Willow Steel Cup with Handles Folded
The Steel Cup showing the Handles folded back, flush against the body of the cup for storage. The WILLOW brand is discernable in between the two handles and the Government 'Broad Arrow' acceptance stamping is visible at the top, near the lip of the mug. The company brand 'Willow' had it's origins way back in 1887 when two Wilson brothers began building tools and metal working machinery; in Flemington Victoria. They formed a partnership in 1889 to produce tinned plate - tea and biscuit cannisters. In 1924, the trade mark of WILLOW was registered and applied to a range of kitchenware - after the company had produced an inital range of metal kitchen items that proved successful. The company survived the Great Depression but in 1932 was forced to move it's factory from North Melbourne, to Rosebury in Sydney. In 1936 a two acre site was purchased in Alexandria (Sydney) and a modern factory was built and commissioned in 1939. During the Second World War, the factory mainly produced mess tins, rocket cylinder covers, small arms ammunition boxes, gas mask respirator cylinders and soldier's cake tins. The Firm designed and manufactured a new pack of small arms ammunition which was universally adopted by the British Commonwealth and the U.S. Armed Forces. A hot dip tinning plant was erected at North Melbourne to process the defence requirements. Once the war finished, this company changed with the times and branched into the manufacture of plastic items - which replaced tinned metal. The company survives to this day, making many types of plastic items but is probably better known for it's range of 'eskies' and drink coolers. This photo courtesy of the Kokoda Historical Collection.

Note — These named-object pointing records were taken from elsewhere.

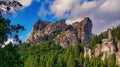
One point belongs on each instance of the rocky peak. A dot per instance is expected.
(84, 29)
(68, 34)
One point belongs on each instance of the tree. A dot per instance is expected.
(7, 6)
(6, 29)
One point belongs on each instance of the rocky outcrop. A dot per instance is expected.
(79, 32)
(107, 47)
(83, 29)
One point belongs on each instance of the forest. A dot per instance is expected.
(47, 54)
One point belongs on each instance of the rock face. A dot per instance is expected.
(107, 47)
(63, 34)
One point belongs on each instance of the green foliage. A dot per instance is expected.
(112, 61)
(9, 5)
(48, 54)
(7, 29)
(9, 57)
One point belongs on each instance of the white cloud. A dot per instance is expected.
(103, 13)
(59, 7)
(25, 3)
(10, 40)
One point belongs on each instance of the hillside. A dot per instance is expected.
(48, 53)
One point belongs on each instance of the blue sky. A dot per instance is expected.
(103, 13)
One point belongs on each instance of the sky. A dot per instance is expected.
(103, 13)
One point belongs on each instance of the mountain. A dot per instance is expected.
(61, 45)
(63, 34)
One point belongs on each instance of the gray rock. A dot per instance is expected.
(79, 32)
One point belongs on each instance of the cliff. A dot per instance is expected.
(61, 33)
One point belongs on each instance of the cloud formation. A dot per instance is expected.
(25, 3)
(103, 13)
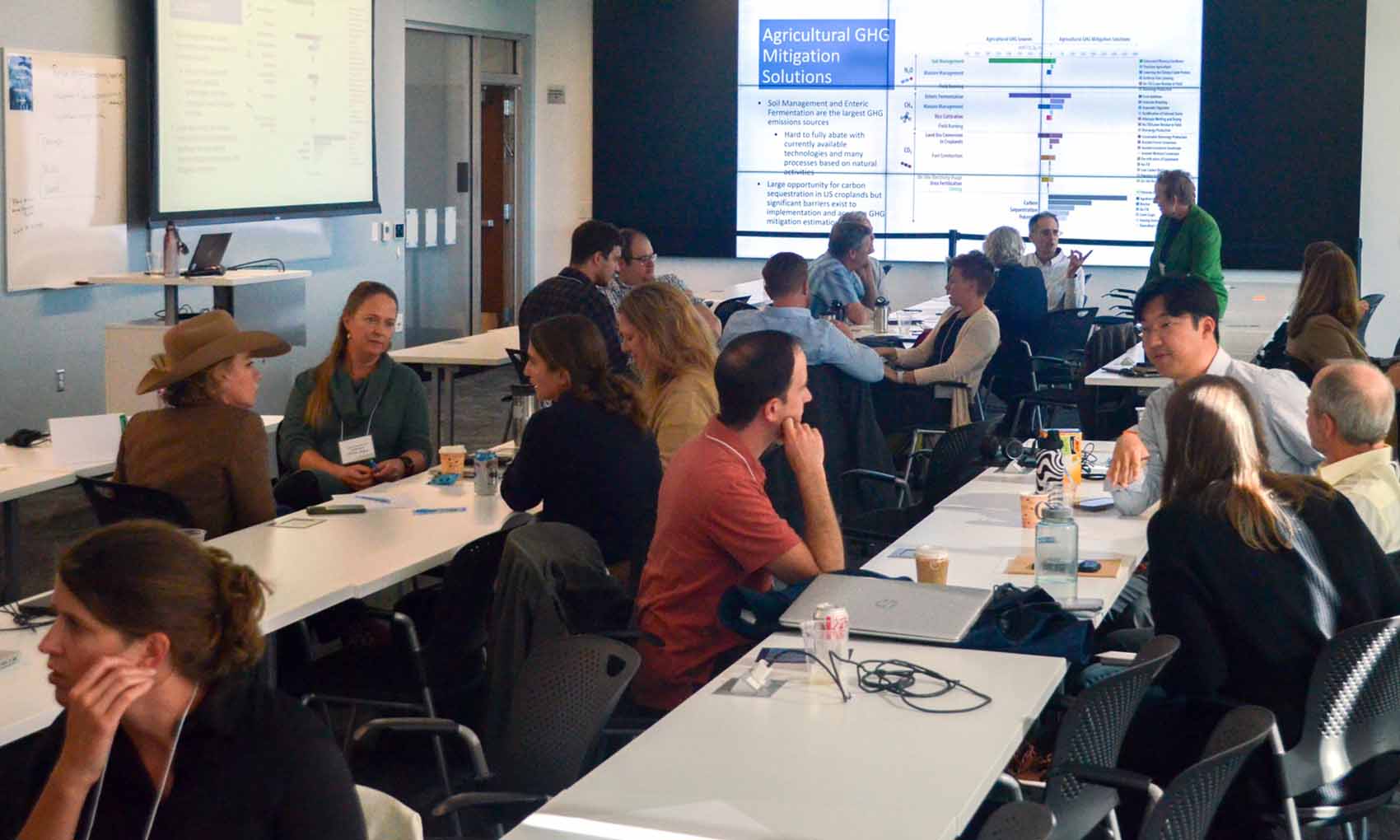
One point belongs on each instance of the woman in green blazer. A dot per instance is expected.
(1188, 238)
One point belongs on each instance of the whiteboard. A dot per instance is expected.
(65, 164)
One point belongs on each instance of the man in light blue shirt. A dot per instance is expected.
(824, 342)
(835, 276)
(1180, 339)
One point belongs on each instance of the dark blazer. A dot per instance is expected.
(594, 471)
(1252, 623)
(1018, 297)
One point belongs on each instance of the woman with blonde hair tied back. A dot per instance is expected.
(359, 418)
(166, 732)
(675, 356)
(208, 447)
(1255, 572)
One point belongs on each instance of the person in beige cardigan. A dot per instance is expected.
(1323, 322)
(674, 353)
(961, 345)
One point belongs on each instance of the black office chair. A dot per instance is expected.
(1365, 318)
(1056, 367)
(730, 307)
(1091, 735)
(1353, 717)
(940, 471)
(1188, 807)
(564, 693)
(114, 502)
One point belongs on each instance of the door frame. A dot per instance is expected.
(521, 219)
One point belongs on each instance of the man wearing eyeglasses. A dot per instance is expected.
(639, 266)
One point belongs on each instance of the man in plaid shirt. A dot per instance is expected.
(577, 290)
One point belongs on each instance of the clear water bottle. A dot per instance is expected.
(1057, 553)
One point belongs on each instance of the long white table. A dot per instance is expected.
(805, 765)
(35, 469)
(475, 353)
(308, 570)
(980, 527)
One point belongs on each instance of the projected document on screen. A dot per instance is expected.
(936, 116)
(264, 104)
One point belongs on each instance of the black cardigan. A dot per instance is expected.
(1252, 623)
(591, 469)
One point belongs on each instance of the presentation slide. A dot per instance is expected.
(934, 116)
(264, 104)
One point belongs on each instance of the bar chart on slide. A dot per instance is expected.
(936, 119)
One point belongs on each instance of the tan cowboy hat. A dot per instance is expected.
(206, 340)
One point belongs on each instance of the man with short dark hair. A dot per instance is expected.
(1350, 412)
(824, 342)
(716, 527)
(1180, 338)
(639, 266)
(1063, 272)
(835, 278)
(577, 289)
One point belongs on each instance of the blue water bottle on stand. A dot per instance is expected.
(1057, 553)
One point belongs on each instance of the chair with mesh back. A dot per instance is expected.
(1188, 807)
(940, 471)
(564, 695)
(1374, 300)
(114, 502)
(1351, 717)
(1018, 821)
(1091, 735)
(730, 307)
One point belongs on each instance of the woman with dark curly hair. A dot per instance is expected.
(587, 455)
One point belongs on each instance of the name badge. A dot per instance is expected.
(356, 450)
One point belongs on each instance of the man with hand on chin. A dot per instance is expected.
(1180, 338)
(716, 527)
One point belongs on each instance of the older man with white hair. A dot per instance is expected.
(1350, 412)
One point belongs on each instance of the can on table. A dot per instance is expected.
(488, 472)
(832, 632)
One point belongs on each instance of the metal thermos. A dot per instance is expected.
(524, 404)
(171, 264)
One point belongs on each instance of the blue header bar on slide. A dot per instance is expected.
(840, 54)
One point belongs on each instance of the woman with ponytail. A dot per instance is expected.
(588, 455)
(359, 418)
(150, 657)
(1255, 572)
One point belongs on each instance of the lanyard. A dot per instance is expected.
(735, 454)
(170, 760)
(367, 426)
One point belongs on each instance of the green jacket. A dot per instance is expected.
(395, 396)
(1194, 251)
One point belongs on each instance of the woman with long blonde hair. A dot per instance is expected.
(1328, 312)
(1255, 572)
(359, 418)
(675, 356)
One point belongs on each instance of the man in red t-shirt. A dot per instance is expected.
(716, 527)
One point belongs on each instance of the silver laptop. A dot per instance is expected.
(896, 609)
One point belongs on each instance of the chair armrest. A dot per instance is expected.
(486, 800)
(1113, 777)
(368, 732)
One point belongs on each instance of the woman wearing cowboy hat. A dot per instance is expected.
(208, 447)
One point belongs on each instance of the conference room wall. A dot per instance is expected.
(1381, 174)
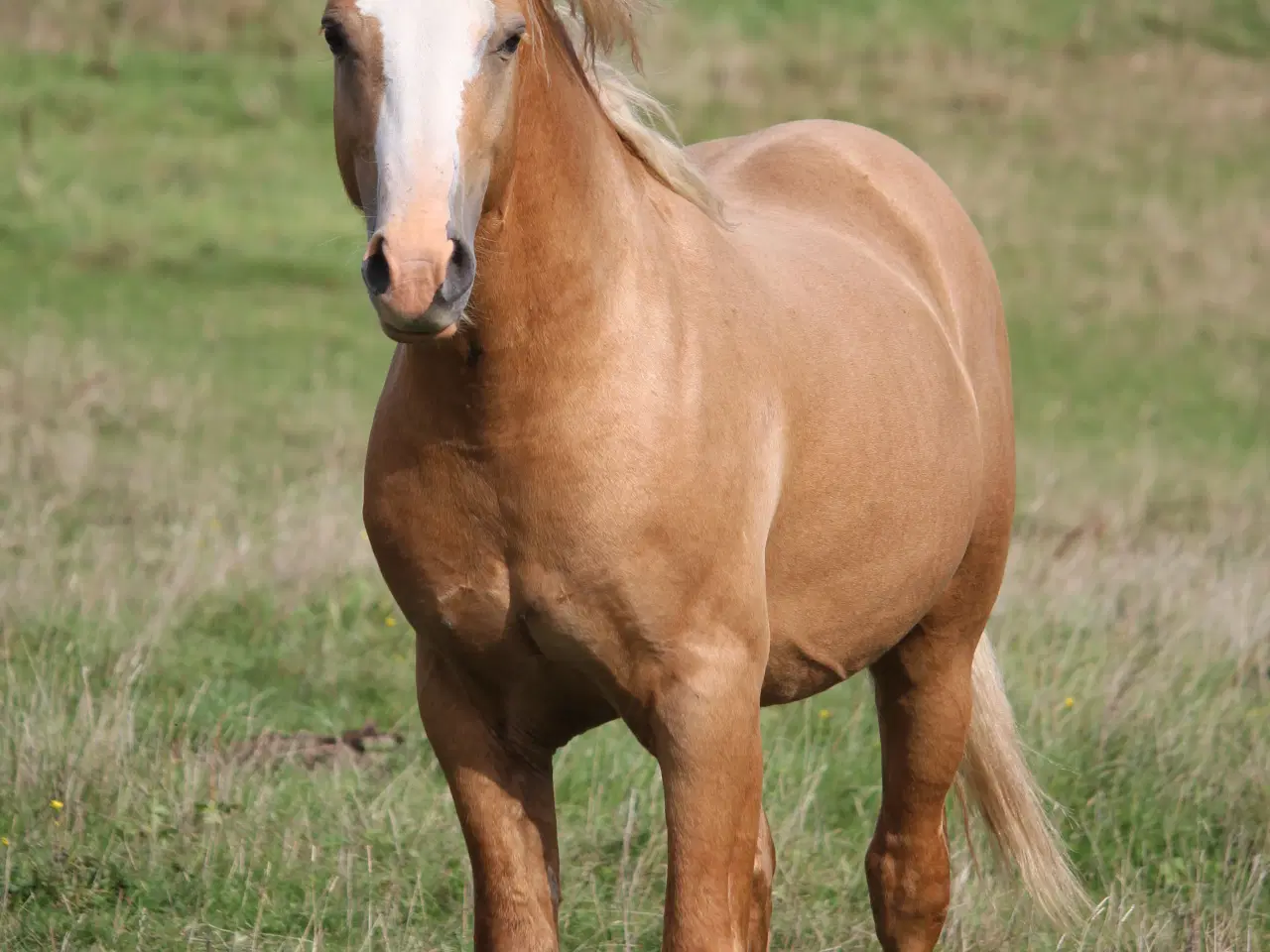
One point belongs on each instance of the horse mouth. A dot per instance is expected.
(417, 335)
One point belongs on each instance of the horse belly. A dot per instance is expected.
(873, 524)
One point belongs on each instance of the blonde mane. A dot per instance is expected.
(594, 27)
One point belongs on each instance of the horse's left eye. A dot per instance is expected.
(511, 45)
(335, 37)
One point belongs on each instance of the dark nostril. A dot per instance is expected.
(460, 273)
(376, 272)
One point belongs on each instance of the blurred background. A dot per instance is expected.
(187, 372)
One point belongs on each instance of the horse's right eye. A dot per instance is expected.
(335, 37)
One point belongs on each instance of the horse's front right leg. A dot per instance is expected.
(702, 728)
(506, 806)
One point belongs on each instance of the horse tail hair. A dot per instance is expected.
(1006, 796)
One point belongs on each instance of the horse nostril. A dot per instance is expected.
(460, 273)
(376, 272)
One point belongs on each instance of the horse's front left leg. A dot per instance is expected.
(702, 728)
(506, 805)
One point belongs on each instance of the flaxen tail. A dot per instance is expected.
(1002, 787)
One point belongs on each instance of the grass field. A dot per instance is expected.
(187, 372)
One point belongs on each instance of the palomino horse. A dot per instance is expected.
(667, 436)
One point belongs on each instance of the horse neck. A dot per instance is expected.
(572, 198)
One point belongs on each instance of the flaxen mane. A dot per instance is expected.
(593, 28)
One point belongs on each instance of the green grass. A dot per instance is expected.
(187, 370)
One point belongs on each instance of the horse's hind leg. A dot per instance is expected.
(765, 870)
(922, 689)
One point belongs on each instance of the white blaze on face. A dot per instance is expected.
(432, 49)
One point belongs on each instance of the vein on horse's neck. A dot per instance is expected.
(572, 206)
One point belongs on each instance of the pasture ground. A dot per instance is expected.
(187, 372)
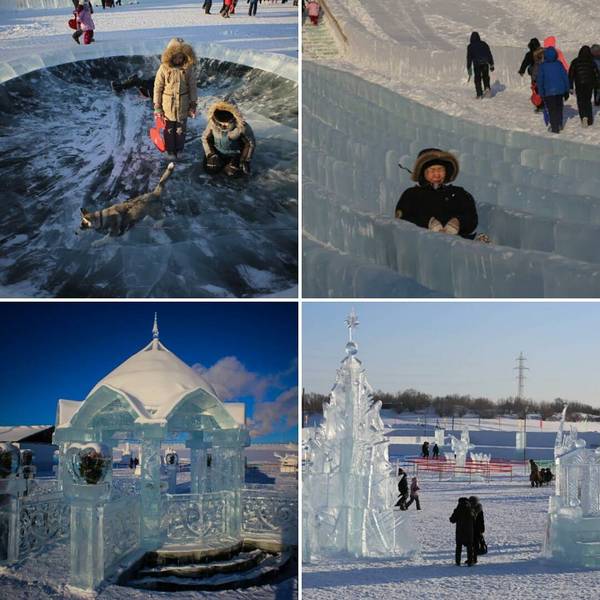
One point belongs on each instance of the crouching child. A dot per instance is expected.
(228, 141)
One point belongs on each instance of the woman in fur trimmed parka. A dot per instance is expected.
(228, 141)
(176, 92)
(435, 204)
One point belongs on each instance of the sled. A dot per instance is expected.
(157, 133)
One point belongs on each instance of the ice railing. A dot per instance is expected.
(197, 518)
(279, 64)
(121, 533)
(44, 518)
(539, 203)
(270, 514)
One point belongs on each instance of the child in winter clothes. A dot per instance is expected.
(85, 23)
(176, 92)
(553, 86)
(414, 493)
(585, 76)
(228, 141)
(313, 9)
(528, 60)
(479, 56)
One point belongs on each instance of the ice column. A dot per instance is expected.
(350, 486)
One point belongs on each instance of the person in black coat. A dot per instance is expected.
(402, 490)
(479, 57)
(528, 61)
(478, 525)
(464, 519)
(433, 203)
(584, 75)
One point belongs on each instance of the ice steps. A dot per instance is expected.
(270, 568)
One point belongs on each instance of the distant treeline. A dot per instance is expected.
(458, 406)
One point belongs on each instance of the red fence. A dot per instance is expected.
(471, 469)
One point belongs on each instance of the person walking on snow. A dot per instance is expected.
(480, 59)
(414, 494)
(85, 23)
(464, 518)
(402, 490)
(313, 9)
(176, 93)
(550, 42)
(435, 204)
(585, 76)
(553, 86)
(596, 54)
(478, 527)
(528, 60)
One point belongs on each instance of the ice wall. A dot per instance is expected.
(539, 200)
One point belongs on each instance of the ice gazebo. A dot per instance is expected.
(152, 398)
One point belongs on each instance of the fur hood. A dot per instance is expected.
(434, 156)
(176, 46)
(230, 107)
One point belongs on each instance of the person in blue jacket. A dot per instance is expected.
(479, 59)
(553, 87)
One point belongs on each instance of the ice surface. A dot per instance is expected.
(349, 487)
(538, 201)
(215, 236)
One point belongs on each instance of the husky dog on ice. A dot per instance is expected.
(118, 218)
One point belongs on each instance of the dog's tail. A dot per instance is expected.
(165, 176)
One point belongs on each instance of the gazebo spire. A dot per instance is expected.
(155, 329)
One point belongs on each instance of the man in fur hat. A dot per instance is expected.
(228, 141)
(176, 92)
(433, 203)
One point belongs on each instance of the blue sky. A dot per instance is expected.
(460, 347)
(53, 350)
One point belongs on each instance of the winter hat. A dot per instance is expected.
(434, 156)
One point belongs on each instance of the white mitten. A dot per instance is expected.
(435, 225)
(452, 226)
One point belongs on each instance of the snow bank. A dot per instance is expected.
(539, 200)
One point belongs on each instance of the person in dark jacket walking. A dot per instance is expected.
(553, 86)
(528, 60)
(414, 494)
(433, 203)
(464, 518)
(596, 54)
(402, 490)
(479, 59)
(478, 525)
(584, 75)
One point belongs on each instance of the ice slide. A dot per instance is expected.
(69, 142)
(538, 196)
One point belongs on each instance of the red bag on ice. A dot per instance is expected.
(157, 133)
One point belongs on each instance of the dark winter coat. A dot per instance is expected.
(478, 52)
(527, 63)
(552, 79)
(464, 519)
(403, 485)
(583, 72)
(421, 202)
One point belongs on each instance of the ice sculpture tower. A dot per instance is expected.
(573, 527)
(349, 484)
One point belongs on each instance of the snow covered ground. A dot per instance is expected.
(218, 238)
(399, 85)
(274, 29)
(515, 516)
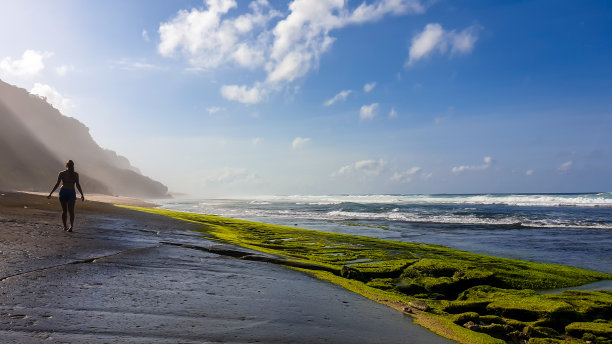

WW2 Australian Army mess tin set (double pannier)
An example of the double pannier mess tin set issued by the Australian Army to members of the AIF (Second Australian Imperial Force). Note that one tin is slightly smaller in size to the other, allowing one mess tin to be fitted inside the other for storage. Earlier models were manufactured from steel, whilst this late war example is made from aluminium.